Getting meaningful insights from natural language is no easy task. Accuracy and value in text analytics grow as we add different layers of resources to the procedure. We explain how text analytics is like a multi-tiered wedding cake.
Share this Image On Your Site
Around 80% of data is found in the form of text. Because we all want to better understand both customers and employees, text analysis is key to enabling any organization to figure out the whys and act upon them.
Having humans read and extract insights is tedious and expensive in the best-case scenario, but more often, it is simply impossible due to the large volume of content.
To overcome this challenge, text analytics technology automatically analyzes textual content and provides valuable insights, transforming this “raw” data into manageable, structured information.
Text Analytics, nearly the same as text mining, refers to the automatic extraction of high-value information from text. This extraction usually involves input text, discovering patterns in the structured text and, finally, evaluating and interpreting the results. Machine learning, computational linguistics, data mining, and information retrieval techniques are all used to carry out the process, giving text mining a strong, multidisciplinary character.
Natural language is anything but simple. Ambiguity, irony, misspellings, and more make it very difficult for a computer to process and understand. So, getting meaningful insights from natural language is even more challenging. Accuracy and value in text analytics grow as we add different layers with complementary resources to the procedure. Below, we explain how we dare to compare text analytics to a multi-tiered wedding cake.
1. A solid base of Machine Learning algorithms
Machine Learning based on statistical and mathematical models is the most common approach used in text analysis. Common techniques include k-means clustering, Naive Bayes, and linear SVM classification. Deep Learning (AKA neural networks) is also being used lately with remarkable success.
2. Linguistic resources: a must
To add precision to the analysis, knowledge of a language and its structure is a must. It is essential to apply language-specific rules to solve problems of ambiguity, polysemy, or irony.
Currently, although algorithms are generally used for Natural Language Processing (NLP), linguistic resources are still critical for increasing a model’s accuracy. Machine learning algorithms can reach a threshold of 60 -70% accuracy. For higher accuracy, linguistic resources must be employed to solve the difficulties posed by natural language.

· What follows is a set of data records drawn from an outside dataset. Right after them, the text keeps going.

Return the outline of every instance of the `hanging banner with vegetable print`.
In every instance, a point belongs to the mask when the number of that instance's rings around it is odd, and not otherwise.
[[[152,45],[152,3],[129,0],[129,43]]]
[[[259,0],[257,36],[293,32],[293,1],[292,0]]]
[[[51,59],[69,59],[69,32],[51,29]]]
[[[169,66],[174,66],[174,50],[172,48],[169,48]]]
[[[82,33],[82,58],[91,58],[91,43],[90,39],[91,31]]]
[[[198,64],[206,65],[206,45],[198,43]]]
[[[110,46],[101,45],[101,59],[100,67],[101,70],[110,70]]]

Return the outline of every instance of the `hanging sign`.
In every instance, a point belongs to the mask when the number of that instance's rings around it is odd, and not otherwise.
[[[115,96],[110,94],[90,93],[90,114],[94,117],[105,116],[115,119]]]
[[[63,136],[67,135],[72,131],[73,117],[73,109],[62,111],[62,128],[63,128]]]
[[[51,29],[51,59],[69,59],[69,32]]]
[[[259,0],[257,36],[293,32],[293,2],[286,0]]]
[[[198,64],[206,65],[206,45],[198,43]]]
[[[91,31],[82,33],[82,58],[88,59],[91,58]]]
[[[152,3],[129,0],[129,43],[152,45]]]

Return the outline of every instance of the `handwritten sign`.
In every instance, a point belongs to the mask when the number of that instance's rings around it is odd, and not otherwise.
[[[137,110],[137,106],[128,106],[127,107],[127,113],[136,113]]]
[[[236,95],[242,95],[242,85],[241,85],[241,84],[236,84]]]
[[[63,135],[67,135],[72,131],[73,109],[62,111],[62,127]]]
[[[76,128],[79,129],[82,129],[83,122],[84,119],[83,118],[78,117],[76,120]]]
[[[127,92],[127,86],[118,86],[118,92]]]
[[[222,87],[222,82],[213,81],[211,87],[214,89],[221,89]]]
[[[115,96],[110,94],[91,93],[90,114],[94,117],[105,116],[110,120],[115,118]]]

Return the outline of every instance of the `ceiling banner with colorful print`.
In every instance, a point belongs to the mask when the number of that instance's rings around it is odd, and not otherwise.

Because language resources such as grammars, ontologies, and taxonomies are costly to create and maintain, this layer of language is used far less frequently than ones based on algorithms alone. We use both, one on top of the other.Customization layers
3. Customization layers
Text analytics tools are extraordinarily valuable for extracting meaning from unstructured content, but using generic linguistic resources limits their accuracy. For instance, an automatic system will never identify the names of a company’s products if they aren’t previously inputted into the tool’s dictionaries.
Including application-specific linguistic resources (dictionaries and models) allows these tools to reach high levels of precision and recall, but, in general, this is an expensive process that requires a deep proficiency in these technologies.
This customization has two layers to maximize precision::
- Computational linguists in which skilled linguists adapt the software to create a company-specific taxonomy
- Client-side customization so that clients can update dictionaries and models to realities that change over
4. On top. Insight Extractor.
Once the text has been structured, do not settle for detecting entities and defining general categories. Go further by extracting valuable insights found in complex patterns and semantic relationships.
Imagine that in the field of market intelligence we want to detect business opportunities for firms that look for companies that recently got a sizeable investment in round A or round B.
Tagging and classifying the texts was the first step. But beyond that necessary task, structuring semantic relationships such as who got funded, where, who invested the money, the professional sector of the funded firm, how much money was invested, and the purpose of the investment is exceedingly valuable for finding and selecting the right opportunities. By a deep semantic analysis, insight extractor is capable of assigning a business role (“founder,” “investor,” “money for round A”, …) to each entity, which allows extracting the maximum value for companies detecting opportunities.